November 27, 2015, is all set to be a historic day in the history of cricket. Two arch-rivals, Australia and New Zealand, are set to face each other in a 3-match Test series in November-December this year. What will be epic about the third match to be contested at the Adelaide Oval is that it will be the first ever day-night Test in the history of cricket.
The pink colour Kookaburra cricket ball will replace the red one for the Adelaide Test. The start time is not confirmed yet but, in all likeliness, play will commence at 2.30 pm Adelaide time and go on till 9.30 pm.
The 40-minute 'lunch' interval will be held between the second and third sessions of the day and would be known as 'dinner'. The 20-minute break for tea will keep the same name but will be held between the first and second session.
The Test match, according to ESPN cricinfo , will be a victory of sorts for the Cricket Australia (CA) chief executive James Sutherland, who has championed the concept for more than seven years.
"One of the global challenges with Test cricket is that most of the matches outside holiday periods are played on week days, in the middle of the day when people are at work and kids are at school," Sutherland said.
"By shifting the playing times each day's play can go into the evening and allow people to come in after work or after school to attend the last few hours of play, but also when they get home in other parts of the world or other parts of the country, they can watch the game on TV," he added.
While most people agree that the concept is great in theory, there is far less certainty about details such as the pink ball and its behaviour, and the adjustment from day to night.
It will surely be a different ball game for the players. Under lights, they don't have to be aggressive (like in One Day matches) but just need to keep control on their skills.

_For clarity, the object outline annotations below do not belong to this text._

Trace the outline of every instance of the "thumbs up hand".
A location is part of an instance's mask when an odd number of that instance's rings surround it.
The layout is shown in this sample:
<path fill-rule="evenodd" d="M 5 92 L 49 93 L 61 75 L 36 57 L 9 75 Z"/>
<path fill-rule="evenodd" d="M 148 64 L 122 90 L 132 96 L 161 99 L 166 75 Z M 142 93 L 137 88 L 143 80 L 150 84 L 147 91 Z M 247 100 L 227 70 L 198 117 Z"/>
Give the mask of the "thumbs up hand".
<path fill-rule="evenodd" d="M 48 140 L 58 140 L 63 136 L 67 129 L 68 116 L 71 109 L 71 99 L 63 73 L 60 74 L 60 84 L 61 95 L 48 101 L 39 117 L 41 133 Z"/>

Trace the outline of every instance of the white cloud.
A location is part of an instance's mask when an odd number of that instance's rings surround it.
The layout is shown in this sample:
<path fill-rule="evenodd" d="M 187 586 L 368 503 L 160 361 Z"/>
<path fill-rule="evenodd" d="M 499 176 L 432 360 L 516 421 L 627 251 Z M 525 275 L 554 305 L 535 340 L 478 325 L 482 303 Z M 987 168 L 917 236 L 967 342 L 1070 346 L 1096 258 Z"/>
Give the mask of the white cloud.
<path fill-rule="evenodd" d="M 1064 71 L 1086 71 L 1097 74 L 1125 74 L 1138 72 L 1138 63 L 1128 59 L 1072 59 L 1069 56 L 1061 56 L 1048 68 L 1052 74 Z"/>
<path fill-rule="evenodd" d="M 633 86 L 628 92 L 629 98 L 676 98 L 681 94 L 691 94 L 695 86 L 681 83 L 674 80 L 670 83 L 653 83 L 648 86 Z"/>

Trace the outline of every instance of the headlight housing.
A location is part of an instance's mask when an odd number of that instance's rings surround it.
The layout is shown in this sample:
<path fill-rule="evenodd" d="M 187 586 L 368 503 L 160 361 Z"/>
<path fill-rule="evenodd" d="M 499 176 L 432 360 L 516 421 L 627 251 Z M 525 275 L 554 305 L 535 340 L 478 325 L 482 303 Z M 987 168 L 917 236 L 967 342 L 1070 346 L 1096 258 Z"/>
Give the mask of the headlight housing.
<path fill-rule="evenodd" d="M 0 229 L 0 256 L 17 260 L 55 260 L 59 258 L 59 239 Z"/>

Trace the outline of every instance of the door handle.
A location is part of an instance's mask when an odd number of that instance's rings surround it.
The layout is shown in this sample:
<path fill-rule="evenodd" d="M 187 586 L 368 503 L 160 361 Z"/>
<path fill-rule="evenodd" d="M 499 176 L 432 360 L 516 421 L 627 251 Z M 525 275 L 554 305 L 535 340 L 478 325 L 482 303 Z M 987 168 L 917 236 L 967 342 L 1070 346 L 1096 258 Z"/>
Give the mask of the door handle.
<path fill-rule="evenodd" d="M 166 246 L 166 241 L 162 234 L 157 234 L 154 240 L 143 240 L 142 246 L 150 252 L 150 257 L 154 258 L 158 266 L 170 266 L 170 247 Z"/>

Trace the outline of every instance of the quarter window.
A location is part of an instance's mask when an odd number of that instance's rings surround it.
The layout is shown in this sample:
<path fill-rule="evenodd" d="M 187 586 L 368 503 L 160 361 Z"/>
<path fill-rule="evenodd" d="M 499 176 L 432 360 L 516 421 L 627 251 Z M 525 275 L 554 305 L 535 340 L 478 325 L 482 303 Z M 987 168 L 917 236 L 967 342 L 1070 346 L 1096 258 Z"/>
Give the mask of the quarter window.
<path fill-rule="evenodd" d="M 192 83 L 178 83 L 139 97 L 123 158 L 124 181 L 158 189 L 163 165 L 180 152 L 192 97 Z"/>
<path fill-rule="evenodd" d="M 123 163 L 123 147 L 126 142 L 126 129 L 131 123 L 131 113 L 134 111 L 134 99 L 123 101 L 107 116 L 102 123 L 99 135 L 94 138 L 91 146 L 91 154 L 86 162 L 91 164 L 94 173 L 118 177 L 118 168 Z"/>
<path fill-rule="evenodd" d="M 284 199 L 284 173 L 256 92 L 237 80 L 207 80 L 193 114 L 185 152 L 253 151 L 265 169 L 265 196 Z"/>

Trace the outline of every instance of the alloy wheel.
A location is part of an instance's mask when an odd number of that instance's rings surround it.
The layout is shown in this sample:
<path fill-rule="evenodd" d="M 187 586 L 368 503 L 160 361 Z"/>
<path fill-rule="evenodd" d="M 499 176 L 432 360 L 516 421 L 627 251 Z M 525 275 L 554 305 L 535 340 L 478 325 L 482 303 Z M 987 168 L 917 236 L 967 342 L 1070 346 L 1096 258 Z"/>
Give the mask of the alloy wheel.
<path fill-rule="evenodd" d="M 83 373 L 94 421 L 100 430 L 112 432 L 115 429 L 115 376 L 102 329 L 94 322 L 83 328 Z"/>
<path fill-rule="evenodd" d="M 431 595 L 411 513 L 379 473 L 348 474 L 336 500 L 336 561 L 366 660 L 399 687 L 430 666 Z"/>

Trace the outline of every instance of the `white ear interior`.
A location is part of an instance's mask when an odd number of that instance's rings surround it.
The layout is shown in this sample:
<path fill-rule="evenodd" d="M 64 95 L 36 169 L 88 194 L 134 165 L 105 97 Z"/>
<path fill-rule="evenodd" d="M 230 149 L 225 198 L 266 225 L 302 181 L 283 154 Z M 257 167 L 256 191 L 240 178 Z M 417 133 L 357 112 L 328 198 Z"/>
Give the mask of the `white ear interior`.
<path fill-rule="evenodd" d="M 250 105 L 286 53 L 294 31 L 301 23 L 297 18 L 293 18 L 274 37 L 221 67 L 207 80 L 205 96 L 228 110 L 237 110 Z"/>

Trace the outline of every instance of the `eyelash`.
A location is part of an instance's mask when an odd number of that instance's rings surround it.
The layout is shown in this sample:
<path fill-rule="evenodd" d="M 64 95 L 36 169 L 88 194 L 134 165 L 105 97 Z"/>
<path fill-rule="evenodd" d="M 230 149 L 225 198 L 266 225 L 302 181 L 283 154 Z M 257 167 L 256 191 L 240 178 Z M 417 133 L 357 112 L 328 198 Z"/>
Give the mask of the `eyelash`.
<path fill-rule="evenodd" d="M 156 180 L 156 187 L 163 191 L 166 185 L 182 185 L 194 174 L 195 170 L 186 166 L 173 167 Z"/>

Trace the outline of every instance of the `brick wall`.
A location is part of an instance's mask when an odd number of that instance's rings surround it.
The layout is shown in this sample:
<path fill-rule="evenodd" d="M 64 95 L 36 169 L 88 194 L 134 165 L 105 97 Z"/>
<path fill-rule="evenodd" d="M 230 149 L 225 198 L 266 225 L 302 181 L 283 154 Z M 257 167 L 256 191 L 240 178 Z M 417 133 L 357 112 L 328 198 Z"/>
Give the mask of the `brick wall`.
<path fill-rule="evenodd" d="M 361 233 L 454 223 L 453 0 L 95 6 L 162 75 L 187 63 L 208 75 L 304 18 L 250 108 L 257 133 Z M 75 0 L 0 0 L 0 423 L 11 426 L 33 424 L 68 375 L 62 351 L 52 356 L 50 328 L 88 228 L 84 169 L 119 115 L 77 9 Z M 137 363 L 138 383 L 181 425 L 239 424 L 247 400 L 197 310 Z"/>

New Zealand's players have voiced their concerns about the concept, and their players' association chief Heath Mills said an agreement had ultimately been reached because Brendon McCullum's team could see the 'bigger picture' benefits of regular cricket against Australia.
"It's fair to say our players are nervous about the day-night Test. It's uncharted territory and because of that there will be uncertainty and apprehension," Mills said.
Australia's coach Darren Lehmann has been a vocal supporter of the concept. "I am looking forward to it to see what it brings, looking forward to seeing how both teams perform under lights, looking forward to seeing a massive crowd," Lehmann said.
"I think it's going to be exceptional to see everyone turning up for the first one ever in Test match cricket, I'm excited, and I know the players are excited and looking forward to the challenge," he added.